India is the first country in the world to mandate spending on corporate social responsibility (CSR). In 2014, the Government of India passed a law requiring all companies above a certain profit threshold (INR 50 million) to spend at least two percent (2%) of their average net profits of three years on CSR-related activities.
While NGOs welcomed the move, many business leaders expressed serious concern over what they thought should be a voluntary activity.

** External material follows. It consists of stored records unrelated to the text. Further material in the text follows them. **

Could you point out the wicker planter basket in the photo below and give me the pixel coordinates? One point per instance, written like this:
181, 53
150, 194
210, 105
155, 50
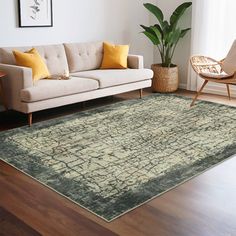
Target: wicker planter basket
165, 79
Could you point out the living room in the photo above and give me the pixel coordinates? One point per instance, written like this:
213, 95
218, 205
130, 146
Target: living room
114, 121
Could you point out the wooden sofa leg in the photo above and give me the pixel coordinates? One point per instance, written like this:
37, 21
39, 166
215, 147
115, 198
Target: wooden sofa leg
30, 117
140, 93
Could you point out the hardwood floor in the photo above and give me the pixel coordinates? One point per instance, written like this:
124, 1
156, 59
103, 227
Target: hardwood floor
203, 206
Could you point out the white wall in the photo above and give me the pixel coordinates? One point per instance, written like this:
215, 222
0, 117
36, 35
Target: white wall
79, 21
182, 54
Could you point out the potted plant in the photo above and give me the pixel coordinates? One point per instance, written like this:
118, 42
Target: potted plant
165, 36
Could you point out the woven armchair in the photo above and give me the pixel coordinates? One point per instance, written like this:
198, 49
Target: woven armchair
211, 70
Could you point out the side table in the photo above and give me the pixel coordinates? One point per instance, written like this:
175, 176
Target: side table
2, 76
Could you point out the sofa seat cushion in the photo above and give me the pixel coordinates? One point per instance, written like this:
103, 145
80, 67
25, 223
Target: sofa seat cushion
109, 78
47, 89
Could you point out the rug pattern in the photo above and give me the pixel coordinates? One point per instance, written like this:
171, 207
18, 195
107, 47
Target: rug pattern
113, 158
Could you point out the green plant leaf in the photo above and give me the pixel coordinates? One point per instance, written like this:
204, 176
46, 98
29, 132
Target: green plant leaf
184, 32
156, 11
152, 37
175, 36
178, 13
157, 32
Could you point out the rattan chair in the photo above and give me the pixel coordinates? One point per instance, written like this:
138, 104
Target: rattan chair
211, 70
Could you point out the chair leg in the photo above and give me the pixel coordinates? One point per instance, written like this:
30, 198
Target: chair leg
198, 93
30, 118
140, 93
228, 90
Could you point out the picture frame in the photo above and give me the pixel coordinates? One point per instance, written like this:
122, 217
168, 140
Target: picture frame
35, 13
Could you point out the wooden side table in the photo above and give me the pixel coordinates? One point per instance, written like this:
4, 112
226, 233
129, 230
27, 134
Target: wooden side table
2, 76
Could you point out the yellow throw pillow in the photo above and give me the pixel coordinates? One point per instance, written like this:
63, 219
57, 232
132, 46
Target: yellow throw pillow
33, 60
115, 56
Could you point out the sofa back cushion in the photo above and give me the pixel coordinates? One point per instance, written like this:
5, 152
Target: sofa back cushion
53, 55
84, 56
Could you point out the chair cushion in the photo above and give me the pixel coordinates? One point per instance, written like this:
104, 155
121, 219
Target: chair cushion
46, 89
229, 63
109, 78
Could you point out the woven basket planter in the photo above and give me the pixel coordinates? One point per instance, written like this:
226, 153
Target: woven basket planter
166, 79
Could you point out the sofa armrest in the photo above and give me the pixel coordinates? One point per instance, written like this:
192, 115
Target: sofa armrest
18, 75
17, 78
135, 62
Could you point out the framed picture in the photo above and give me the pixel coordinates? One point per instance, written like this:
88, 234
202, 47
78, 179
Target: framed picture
35, 13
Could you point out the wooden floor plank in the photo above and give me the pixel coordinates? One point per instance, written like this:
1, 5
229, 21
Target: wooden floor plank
11, 225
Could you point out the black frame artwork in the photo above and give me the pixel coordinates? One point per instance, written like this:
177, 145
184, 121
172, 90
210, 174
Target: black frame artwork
35, 13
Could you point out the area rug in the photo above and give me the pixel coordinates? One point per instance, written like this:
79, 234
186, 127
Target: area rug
112, 159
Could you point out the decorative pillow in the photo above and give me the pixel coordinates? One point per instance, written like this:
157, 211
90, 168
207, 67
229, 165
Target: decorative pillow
115, 56
33, 60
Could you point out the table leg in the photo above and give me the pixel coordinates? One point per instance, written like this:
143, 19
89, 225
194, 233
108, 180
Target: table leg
3, 96
228, 90
198, 93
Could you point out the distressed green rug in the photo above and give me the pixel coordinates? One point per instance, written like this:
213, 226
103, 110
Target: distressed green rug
112, 159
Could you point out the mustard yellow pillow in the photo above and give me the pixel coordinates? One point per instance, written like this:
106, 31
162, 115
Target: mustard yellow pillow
115, 56
33, 60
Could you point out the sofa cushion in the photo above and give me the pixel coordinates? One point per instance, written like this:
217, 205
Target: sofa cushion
109, 78
46, 89
53, 55
33, 60
84, 56
115, 56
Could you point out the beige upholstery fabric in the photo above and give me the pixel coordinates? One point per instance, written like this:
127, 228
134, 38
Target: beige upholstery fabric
80, 97
108, 78
135, 62
18, 78
55, 58
53, 55
229, 64
84, 56
6, 55
46, 89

One senior executive of a large Indian business conglomerate was quoted as saying, “charitable giving used to be a big reputation builder for us... now it's just about legal compliance.” Another senior executive stated, “for most organizations, the discussion at the board level is now not about what we do, but does it count as CSR and does it meet the legal requirements.” According to new research, their concerns were well placed.
In “Does Mandated Corporate Social Responsibility Crowd Out Voluntary Corporate Social Responsibility?” Chazen Senior Scholar Shivaram Rajgopal and Indian School of Business Professor Prasanna Tantri find that the move from a voluntary activity to a compliance exercise has had an unintended effect on corporate philanthropy in India.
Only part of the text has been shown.